Published September 25, 2015
CEOs of Indian origin: Google’s Sundar Pichai (left) and Microsoft’s Satya Nadella.
CEOs of Indian origin: Google’s Sundar Pichai (left) and Microsoft’s Satya Nadella.

WHEN India’s Prime Minister Narendra Modi visits Silicon Valley this weekend, he’ll meet some of the most influential, innovative and wealthy Indians in the world. Two of the planet’s most powerful technology companies have CEOs of Indian origin: Microsoft’s Satya Nadella and Google’s Sundar Pichai. Indeed, one study found that 15 per cent of all Silicon Valley start-ups in 2012 were led by Indians, even though they comprised only 6 per cent of the area’s population.

The question Modi should ask himself is this: why hasn’t India been able to replicate, even in some small measure, Silicon Valley’s top-end technology ecosystem? Why haven’t Indians been able to create a Google or Facebook in Bangalore?

The question may sound counter-intuitive. If there’s one thing India is known for abroad, besides poverty, it’s the country’s prowess in information technology. How often have you heard the assertion that if China is the factory of the world, India is its back office? Modi has repeated the boast; so has China’s President Xi Jinping.

In that claim, though, lies a partial explanation for why India’s technology scene remains underdeveloped. Beginning in the 1980s, Indian tech companies focused on providing relatively low value-added IT services to overseas clients, rather than developing high value-added products. The choice made sense. Companies faced a tough climate for doing business in then-socialist India and a small domestic market. Red tape strangled the hardware sector, as so many others in India; archaic labour laws and a lack of power discouraged new factories. Given India’s nationalised banking system, financing for risky start-ups was slim-to-non-existent.

By contrast, the tech services sector was virtually unregulated. While not as well-trained and innovative as in the US, India’s pool of engineers was large, low-cost and English-speaking. Companies such as Infosys and Wipro could set up private generators to power their Bangalore campuses and could grow far away from the watchful eyes of Delhi bureaucrats.

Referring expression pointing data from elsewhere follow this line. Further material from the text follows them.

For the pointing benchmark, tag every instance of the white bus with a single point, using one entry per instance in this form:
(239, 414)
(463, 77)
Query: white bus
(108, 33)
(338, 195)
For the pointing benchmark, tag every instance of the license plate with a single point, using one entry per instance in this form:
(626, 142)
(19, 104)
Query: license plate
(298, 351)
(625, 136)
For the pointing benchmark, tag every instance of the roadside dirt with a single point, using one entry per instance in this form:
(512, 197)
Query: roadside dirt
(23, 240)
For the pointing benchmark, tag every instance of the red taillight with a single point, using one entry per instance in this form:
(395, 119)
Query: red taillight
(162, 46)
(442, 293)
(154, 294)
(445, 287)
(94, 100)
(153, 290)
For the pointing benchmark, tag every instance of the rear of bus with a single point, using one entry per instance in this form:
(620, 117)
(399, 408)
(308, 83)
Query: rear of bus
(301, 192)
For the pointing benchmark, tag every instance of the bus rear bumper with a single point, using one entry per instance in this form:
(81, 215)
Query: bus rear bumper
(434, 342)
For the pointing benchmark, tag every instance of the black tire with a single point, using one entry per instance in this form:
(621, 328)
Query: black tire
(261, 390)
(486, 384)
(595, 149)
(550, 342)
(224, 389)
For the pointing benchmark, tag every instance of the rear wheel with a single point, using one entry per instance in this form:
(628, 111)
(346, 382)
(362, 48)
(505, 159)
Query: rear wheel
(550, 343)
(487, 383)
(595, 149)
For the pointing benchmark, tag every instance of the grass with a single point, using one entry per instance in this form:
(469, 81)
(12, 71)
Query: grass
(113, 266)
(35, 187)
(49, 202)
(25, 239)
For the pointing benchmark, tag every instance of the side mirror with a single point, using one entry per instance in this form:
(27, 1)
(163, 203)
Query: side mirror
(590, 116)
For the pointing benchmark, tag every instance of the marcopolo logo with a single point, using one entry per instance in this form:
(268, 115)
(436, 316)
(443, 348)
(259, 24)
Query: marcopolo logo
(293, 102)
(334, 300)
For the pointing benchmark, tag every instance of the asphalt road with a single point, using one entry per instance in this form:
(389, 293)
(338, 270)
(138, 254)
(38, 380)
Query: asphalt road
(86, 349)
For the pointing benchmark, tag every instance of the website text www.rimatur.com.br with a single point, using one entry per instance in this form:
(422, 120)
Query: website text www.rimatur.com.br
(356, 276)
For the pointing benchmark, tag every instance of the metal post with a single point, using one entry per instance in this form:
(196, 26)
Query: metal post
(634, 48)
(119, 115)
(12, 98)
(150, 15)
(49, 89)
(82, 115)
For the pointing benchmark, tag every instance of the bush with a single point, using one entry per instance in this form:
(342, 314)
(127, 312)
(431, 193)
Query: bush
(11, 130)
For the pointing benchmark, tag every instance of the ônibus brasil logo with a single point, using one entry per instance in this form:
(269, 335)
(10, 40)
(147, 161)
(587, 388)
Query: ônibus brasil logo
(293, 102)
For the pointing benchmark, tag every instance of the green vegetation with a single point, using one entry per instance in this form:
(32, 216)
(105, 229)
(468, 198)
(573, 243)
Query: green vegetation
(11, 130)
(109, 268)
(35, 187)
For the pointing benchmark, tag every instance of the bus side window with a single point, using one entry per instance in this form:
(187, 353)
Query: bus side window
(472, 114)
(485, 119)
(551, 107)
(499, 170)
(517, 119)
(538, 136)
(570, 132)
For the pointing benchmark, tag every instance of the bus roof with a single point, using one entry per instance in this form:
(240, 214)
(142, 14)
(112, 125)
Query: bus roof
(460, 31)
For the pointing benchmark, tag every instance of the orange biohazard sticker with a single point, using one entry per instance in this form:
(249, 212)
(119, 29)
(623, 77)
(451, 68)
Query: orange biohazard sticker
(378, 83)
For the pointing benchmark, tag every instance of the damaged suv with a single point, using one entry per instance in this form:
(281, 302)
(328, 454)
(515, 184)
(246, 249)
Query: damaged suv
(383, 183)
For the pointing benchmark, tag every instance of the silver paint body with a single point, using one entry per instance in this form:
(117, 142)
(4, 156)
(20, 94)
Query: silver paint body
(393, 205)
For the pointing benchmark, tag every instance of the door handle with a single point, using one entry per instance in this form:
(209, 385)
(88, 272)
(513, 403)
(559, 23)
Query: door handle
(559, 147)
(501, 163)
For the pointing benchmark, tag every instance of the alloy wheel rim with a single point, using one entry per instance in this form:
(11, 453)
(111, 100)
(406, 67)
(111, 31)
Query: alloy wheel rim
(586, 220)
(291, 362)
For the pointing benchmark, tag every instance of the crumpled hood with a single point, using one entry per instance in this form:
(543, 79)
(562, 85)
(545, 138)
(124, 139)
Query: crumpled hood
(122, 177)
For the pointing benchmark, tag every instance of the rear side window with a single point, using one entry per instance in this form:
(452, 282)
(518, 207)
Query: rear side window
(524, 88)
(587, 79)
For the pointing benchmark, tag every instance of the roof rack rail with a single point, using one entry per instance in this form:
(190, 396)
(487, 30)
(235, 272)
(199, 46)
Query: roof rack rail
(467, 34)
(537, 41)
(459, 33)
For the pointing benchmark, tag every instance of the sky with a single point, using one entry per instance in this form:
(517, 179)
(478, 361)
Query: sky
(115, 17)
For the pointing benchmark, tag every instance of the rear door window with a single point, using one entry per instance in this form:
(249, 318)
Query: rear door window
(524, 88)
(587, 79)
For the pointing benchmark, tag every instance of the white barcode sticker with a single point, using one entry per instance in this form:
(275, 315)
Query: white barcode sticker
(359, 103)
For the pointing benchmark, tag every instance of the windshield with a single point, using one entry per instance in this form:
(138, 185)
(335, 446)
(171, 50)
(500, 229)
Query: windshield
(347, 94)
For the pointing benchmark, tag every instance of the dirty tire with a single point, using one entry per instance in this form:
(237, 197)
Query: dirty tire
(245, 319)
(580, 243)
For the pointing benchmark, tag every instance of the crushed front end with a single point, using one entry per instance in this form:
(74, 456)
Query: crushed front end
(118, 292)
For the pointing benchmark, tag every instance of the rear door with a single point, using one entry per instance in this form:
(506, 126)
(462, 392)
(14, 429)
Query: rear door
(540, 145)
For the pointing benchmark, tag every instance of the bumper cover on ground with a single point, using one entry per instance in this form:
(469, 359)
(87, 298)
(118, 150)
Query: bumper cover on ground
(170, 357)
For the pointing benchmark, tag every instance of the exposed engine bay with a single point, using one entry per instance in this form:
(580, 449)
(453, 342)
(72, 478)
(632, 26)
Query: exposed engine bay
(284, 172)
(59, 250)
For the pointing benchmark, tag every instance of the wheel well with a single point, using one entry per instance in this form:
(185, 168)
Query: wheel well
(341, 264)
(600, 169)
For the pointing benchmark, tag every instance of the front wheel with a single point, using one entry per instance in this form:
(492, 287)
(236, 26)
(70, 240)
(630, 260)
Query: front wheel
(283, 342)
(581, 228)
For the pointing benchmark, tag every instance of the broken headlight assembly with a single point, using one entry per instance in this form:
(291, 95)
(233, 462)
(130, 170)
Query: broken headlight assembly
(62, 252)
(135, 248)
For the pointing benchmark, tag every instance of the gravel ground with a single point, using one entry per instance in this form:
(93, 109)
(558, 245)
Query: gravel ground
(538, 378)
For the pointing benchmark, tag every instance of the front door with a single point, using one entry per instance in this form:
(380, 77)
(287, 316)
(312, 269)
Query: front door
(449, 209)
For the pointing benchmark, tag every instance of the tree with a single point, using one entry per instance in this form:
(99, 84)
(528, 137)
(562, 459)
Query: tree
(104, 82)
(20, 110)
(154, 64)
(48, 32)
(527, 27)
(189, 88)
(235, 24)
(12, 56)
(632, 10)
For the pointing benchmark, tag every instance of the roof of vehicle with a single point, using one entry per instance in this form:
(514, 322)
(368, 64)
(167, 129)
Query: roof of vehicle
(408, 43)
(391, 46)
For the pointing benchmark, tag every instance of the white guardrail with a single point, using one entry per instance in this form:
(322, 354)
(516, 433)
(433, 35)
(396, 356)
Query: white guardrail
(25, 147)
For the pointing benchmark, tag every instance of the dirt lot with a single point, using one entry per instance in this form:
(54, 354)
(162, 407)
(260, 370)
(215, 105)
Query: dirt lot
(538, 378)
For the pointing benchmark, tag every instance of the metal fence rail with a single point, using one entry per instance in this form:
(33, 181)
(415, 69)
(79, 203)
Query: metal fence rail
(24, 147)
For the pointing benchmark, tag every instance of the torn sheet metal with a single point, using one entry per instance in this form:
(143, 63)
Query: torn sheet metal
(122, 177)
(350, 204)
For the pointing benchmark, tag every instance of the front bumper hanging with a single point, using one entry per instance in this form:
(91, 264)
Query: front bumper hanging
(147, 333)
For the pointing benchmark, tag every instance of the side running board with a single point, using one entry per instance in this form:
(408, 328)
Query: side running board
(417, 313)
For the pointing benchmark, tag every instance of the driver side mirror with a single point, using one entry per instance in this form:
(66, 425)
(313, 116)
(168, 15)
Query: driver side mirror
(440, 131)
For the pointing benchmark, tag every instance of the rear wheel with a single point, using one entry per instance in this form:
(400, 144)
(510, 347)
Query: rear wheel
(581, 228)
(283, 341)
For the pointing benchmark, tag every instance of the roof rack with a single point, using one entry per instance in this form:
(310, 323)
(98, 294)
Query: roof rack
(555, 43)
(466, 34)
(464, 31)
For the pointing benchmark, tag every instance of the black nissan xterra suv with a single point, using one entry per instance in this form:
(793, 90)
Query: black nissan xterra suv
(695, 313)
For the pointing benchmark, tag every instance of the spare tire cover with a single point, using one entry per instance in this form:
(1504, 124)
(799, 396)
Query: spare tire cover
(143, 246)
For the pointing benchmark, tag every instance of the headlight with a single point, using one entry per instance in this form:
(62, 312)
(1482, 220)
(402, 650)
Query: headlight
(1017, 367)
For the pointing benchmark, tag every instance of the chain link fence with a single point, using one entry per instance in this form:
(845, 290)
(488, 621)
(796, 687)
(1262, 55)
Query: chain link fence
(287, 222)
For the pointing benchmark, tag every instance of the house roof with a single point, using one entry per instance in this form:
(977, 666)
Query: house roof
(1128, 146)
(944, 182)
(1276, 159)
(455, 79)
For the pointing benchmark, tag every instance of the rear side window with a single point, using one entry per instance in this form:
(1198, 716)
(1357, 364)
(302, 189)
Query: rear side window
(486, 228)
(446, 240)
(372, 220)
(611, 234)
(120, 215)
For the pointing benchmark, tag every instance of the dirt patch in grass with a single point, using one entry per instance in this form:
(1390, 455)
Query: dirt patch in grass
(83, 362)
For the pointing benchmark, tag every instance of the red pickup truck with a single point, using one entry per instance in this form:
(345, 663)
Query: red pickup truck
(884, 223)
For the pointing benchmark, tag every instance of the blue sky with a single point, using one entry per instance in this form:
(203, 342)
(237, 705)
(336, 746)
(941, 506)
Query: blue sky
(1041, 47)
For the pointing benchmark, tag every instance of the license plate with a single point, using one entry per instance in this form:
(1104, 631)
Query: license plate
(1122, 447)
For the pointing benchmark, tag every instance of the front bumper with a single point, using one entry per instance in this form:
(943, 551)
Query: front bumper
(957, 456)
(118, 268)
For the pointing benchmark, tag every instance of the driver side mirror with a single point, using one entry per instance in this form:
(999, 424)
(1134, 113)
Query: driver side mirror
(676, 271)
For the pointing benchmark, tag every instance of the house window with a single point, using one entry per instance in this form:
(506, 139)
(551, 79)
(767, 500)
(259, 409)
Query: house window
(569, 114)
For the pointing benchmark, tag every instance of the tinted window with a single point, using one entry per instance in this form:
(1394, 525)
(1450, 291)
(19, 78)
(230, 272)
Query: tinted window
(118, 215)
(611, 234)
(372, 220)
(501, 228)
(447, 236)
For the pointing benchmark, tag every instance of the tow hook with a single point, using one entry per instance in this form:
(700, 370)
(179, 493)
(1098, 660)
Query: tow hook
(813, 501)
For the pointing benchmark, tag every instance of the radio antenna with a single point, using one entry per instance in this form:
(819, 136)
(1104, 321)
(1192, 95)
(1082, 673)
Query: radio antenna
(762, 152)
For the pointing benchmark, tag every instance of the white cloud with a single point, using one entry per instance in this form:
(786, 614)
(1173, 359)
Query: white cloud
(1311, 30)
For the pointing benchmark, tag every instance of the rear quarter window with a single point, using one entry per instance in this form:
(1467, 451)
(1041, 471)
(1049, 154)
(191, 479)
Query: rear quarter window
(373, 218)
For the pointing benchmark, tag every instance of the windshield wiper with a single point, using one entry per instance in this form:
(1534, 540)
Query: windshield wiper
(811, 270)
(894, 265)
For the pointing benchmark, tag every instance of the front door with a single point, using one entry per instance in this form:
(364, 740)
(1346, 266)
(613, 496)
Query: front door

FLIPKART office in Bangalore.
FLIPKART office in Bangalore.

India’s IT giants may be victims of their own success. At least until the global economic crisis hit in 2008, Infosys, Tata Consultancy Services, HCL and Wipro were hugely profitable and globally respected. They never had to develop the risk appetite to branch out into higher-end services, let alone product development.

At the same time, the hype over the Bangalore boom obscured the fact that India hadn’t really created a true start-up ecosystem. Silicon Valley, for instance, benefits greatly from the presence of several top-notch universities; academic research is translated quickly into the real world, while feedback travels in the other direction. Yet despite setting up 14 new Indian Institutes of Technology since the 1990s, successive Indian governments haven’t seen fit to locate one in Bangalore itself. (Modi’s proposed putting one in Dharwad, a town more than 400 kilometres away.) Meanwhile, India spends only 0.8 per cent of its GDP on research and development, compared to 2.8 per cent in the U.S. and 1.8 per cent in China, both of which have much higher GDPs than India. Until relatively recently, Indian start-ups attracted limited venture capital and private equity funding compared to their Chinese counterparts. Intellectual property protections were weak.

After the financial crisis dried up demand, companies such as Infosys and HCL responded by seeking to move up the value chain. Infosys, which appointed Vishal Sikka, a high-ranking executive at Germany’s SAP as CEO in 2014, is now pursuing advances in automation, artificial intelligence and design.

Still, any true tech pioneer is more likely to emerge from outside the circle of Bangalore’s giants. In the last few years, a clutch of internet-based start-ups has begun to take advantage of a sector that is today as lightly regulated as IT services were three decades ago. Their young entrepreneurs have shown a greater appetite for risk than their predecessors. Perhaps more importantly, they’ve benefited from the emergence of a new set of VC and private equity investors willing to stake capital and nurture businesses over the long-term. New e-commerce players such as Flipkart and Snapdeal have attracted investments valuing them at $15.5 billion and $4.8 billion in 2015, respectively. Zomato, a restaurant search-and-discovery service founded in 2008, has received over $200 million in funding and now has a presence in over 20 countries.

Flipkart and Snapdeal are still small companies by the standards of world leader Amazon and China’s Alibaba, of course. And for now, they’re focused on expanding their Indian footprint rather than expanding globally. But the fact that they enjoy a huge domestic market (today’s India is much richer than India in 1985) means that they’ve got a good shot at developing products and technology that could have much wider appeal.

Modi intends to showcase this new start-up culture while in Silicon Valley. If he really wants India to produce an Apple or Amazon, though, he needs to focus on improving the environment for innovation at home — cutting regulations, investing in research and education, and boosting growth in order to expand the domestic market. Indians abroad are obviously talented and nimble enough to innovate. The question is whether India is, too.